# Goats & Alcohol



## Heidi's_Goats (Mar 21, 2007)

Does anyone have experience with their goats drinking alcoholic beverages?

I made some of the "hard lemonade" on the Country Families forum and discarded the lemons in my compost pile. My husband did some research and said that yeast can only live in up to 15% (30 proof) alcohol so it probably is not higher than that.

I only let my wether get ahold of 1 slice. He LOVED it.  I thought I would post on here to find out if it was okay or a boo boo. I know he has a hard stomach. He got into some latex paint when we were painting out house. No reactions to that.

Thanks,
Heidi


----------



## Idahoe (Feb 4, 2006)

Alcohol is a naturally occuring substance, and a small amount like you describe couldn't hurt him . . . make him feel like putting on some soft music maybe  .

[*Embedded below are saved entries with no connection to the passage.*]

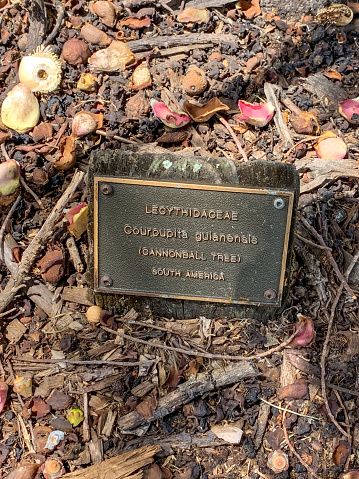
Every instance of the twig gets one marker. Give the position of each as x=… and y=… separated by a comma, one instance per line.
x=32, y=193
x=60, y=8
x=119, y=138
x=76, y=362
x=288, y=410
x=234, y=136
x=7, y=220
x=330, y=257
x=326, y=345
x=37, y=243
x=281, y=125
x=291, y=447
x=207, y=355
x=306, y=241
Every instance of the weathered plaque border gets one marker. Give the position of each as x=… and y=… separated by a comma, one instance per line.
x=190, y=186
x=142, y=163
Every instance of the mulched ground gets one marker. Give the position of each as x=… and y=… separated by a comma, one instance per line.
x=238, y=55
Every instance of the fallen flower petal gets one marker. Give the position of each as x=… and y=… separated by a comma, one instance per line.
x=3, y=394
x=204, y=112
x=54, y=438
x=330, y=147
x=256, y=114
x=168, y=117
x=193, y=15
x=278, y=461
x=306, y=335
x=350, y=110
x=9, y=177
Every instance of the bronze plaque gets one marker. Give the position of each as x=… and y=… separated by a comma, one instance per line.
x=190, y=241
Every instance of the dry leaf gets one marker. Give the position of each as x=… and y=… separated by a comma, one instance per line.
x=250, y=8
x=228, y=432
x=341, y=453
x=148, y=407
x=204, y=112
x=52, y=265
x=297, y=390
x=193, y=15
x=67, y=154
x=136, y=23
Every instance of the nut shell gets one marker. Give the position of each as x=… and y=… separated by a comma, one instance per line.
x=195, y=81
x=20, y=110
x=75, y=52
x=94, y=35
x=41, y=71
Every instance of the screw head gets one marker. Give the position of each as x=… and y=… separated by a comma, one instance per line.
x=278, y=203
x=106, y=281
x=270, y=294
x=106, y=189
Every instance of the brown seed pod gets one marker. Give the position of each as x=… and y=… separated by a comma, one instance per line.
x=106, y=11
x=93, y=314
x=195, y=81
x=75, y=52
x=278, y=461
x=95, y=36
x=338, y=14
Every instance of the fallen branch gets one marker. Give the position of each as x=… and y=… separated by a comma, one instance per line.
x=330, y=257
x=134, y=423
x=123, y=466
x=37, y=243
x=207, y=355
x=326, y=345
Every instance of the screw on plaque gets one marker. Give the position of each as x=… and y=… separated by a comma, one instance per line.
x=270, y=294
x=106, y=189
x=278, y=203
x=106, y=281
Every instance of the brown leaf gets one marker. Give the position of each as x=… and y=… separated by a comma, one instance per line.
x=297, y=390
x=52, y=265
x=148, y=407
x=137, y=106
x=204, y=112
x=173, y=378
x=67, y=154
x=175, y=137
x=341, y=453
x=250, y=8
x=136, y=23
x=44, y=131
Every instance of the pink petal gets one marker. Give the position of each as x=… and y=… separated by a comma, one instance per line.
x=348, y=108
x=330, y=146
x=3, y=394
x=168, y=117
x=306, y=335
x=256, y=114
x=74, y=211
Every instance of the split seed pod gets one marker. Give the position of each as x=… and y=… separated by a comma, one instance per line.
x=194, y=82
x=338, y=14
x=52, y=469
x=41, y=71
x=9, y=177
x=278, y=461
x=20, y=110
x=114, y=58
x=93, y=314
x=141, y=77
x=23, y=386
x=106, y=11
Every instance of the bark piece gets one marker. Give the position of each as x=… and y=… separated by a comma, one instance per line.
x=134, y=423
x=123, y=466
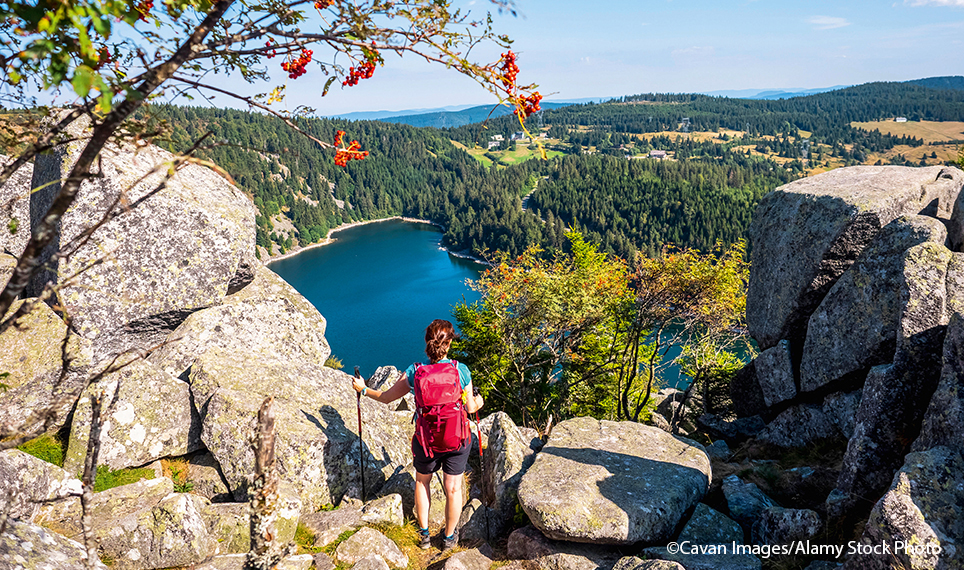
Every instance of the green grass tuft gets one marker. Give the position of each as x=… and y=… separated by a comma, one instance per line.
x=108, y=478
x=46, y=447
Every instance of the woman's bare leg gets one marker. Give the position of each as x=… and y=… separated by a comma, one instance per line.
x=423, y=498
x=453, y=501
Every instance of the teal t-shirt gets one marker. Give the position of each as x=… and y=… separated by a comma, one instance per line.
x=464, y=375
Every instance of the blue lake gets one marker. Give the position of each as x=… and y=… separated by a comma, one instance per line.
x=379, y=285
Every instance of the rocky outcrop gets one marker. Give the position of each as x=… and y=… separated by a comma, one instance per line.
x=140, y=526
x=708, y=526
x=855, y=327
x=367, y=542
x=895, y=396
x=745, y=500
x=507, y=457
x=326, y=526
x=316, y=424
x=47, y=368
x=15, y=210
x=473, y=559
x=230, y=523
x=267, y=317
x=176, y=252
x=841, y=408
x=777, y=525
x=943, y=422
x=27, y=482
x=527, y=543
x=773, y=366
x=924, y=511
x=28, y=546
x=800, y=426
x=692, y=560
x=805, y=234
x=149, y=416
x=613, y=483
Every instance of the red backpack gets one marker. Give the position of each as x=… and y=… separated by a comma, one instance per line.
x=442, y=423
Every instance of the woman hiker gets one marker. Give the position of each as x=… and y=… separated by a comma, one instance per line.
x=443, y=400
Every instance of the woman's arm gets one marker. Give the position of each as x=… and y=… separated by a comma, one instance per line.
x=472, y=403
x=398, y=389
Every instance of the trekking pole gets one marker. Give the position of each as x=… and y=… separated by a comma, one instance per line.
x=361, y=454
x=478, y=429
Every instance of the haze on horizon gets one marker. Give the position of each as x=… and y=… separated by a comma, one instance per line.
x=625, y=47
x=621, y=47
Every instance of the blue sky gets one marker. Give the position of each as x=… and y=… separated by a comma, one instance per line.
x=620, y=47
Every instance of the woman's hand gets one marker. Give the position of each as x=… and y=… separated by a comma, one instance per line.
x=358, y=384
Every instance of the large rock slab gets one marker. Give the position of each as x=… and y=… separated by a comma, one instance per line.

Makes me think of that old National Geographic or Mutual of Omaha's Wild Kingdom show I saw as a kid . . . a tree was dropping very ripe fermented fruit, and several kinds of animals, including an elephant and some baboons, were drunk from eating them. I remember a couple of tipsy birds, too.


----------



## goatkid (Nov 20, 2005)

If the goat accidentally got the lemon, I wouldn't worry about it. I would not intentionally give alcohol or any other recreational drug to a goat or other animal.


----------